Para preencher o vazio deixado pela antiga empresa pública de transporte coletivo, urbano e interurbano denominado “Siló Diata”, o Governo, através da Direção-Geral de Viação e Transportes Terrestres, em colaboração com a empresa privada TRANSAFRICA GB.BUS vai colocar na cidade de Bissau, nesta primeira fase, 20 autocarros na linha do aeroporto.

O lançamento da primeira carreira vai acontecer no dia 28 de maio, conforme explicou o diretor-geral da Viação. Bamba Banjai, numa conferência de imprensa, realizada no dia 4 do corrente mês. Nesta primeira fase somente a linha do aeroporto estará operacional.

A Guiné-Bissau dispunha de transporte coletivo, urbano e interurbano anos após a independência, ou seja de 1978 a 1980 a empresa pública “Siló Diata” foi à falência com a então crise política e económica vigente no país.

E foi nesta altura também que o Governo criou uma legislação sobre transportes urbanos e interurbanos, tudo isso, era para regular a circulação nas vias rodoviárias do país.

Com o desaparecimento desta empresa, houve uma vacatura que levou ao surgimento de várias empresas de transportes mistos para fazer face ao problema de circulação de pessoas e bens em diferentes localidades.

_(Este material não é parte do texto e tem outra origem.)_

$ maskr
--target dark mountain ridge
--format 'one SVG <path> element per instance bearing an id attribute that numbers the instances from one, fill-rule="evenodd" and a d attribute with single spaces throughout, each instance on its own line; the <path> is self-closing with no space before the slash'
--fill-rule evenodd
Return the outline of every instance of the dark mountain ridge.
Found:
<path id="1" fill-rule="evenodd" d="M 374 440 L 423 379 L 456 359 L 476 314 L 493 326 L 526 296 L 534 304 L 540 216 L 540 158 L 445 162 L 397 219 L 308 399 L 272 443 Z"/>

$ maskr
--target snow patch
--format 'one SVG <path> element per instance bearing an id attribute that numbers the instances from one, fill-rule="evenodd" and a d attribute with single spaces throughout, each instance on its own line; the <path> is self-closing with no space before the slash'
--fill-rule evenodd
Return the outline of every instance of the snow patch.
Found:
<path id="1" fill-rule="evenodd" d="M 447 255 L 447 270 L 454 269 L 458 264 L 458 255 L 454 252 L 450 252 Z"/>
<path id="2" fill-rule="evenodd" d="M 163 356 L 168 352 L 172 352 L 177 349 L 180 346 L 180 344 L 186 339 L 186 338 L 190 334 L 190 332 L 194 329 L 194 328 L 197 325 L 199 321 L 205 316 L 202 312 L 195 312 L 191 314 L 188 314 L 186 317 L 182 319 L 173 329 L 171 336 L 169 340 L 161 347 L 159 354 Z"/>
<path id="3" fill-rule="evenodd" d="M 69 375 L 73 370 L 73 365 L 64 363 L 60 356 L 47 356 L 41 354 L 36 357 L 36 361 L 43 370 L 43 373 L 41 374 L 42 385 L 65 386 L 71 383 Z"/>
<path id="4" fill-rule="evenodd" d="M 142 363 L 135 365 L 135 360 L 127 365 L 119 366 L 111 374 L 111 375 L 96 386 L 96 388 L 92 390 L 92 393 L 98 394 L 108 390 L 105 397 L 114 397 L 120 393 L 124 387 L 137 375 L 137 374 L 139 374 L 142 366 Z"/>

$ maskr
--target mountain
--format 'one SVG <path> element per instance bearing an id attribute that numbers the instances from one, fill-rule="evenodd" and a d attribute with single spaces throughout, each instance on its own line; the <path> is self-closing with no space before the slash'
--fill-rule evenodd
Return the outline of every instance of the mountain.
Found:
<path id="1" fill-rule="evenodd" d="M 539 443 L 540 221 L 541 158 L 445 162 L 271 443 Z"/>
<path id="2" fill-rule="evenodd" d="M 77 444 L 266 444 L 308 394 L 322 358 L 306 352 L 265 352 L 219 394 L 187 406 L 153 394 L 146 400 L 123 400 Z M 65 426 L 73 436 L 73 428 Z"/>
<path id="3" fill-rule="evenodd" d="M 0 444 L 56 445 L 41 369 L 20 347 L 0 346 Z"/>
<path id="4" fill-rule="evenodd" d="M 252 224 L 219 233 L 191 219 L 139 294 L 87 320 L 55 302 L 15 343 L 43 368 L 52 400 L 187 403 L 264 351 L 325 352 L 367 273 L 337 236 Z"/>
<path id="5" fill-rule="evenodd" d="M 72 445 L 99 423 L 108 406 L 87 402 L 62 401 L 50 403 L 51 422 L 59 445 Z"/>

Bamba Banjai disse que mesmo com o aparecimento de inúmeras empresas no setor, ainda continua a existir um vazio relativo. Facto que motivou o Governo a buscar a solução junto da empresa TRANSAFRICA para fazer face a esta situação de mobilidade dentro da capital e posteriormente para interior do país.

Na explicação deste responsável, na tentativa de responder a este desafio ou vazio existente, levou a não criação de uma legislação própria para regular a área, o que levou a cada empresa ou proprietários das viaturas a escolher a rota de sua preferência.

O diretor-geral da Viação e Transportes Terrestres informou que quase 95 por cento de transportes mistos e urbanos não dispõem de condições adequadas para o efeito, porque são adaptados.

“Em consequência, o Governo entendeu que é urgente criar condições para os cidadãos do centro da cidade. Foi nesta perspetiva que surgiu a ideia de negociar com esta empresa para proporcionar aos citadinos de Bissau melhor condições de mobilidade”, esclareceu.

Ainda segundo este dirigente, depois da capital, vai tudo fazer para que dentro de cinco meses sensivelmente o interior do país beneficie destes transportes, como forma de retribuir dignidade aos utilizadores de transportes, bem como diminuir inúmeros acidentes nas estradas.

Bamba Banjai disse que as crianças e as pessoas da terceira idade terão uma redução de 50% pela utilização destes transportes. Mas salientou que não vão acabar com os transportes urbanos de Bissau, conhecidos como “toca-tocas” porque, de facto, são estes que ao longo de anos facilitam a mobilidade das pessoas.

Entretanto, garantiu que em nenhum momento vão pôr em causa os direitos que assistem os proprietários destes meios.

Aproveitou a ocasião para anunciar que dentro de pouco tempo vai entrar em vigor um novo Código de Estrada, adaptado às leis existentes no espaço da UEMOA, que permitirá segurança e transparência no trânsito.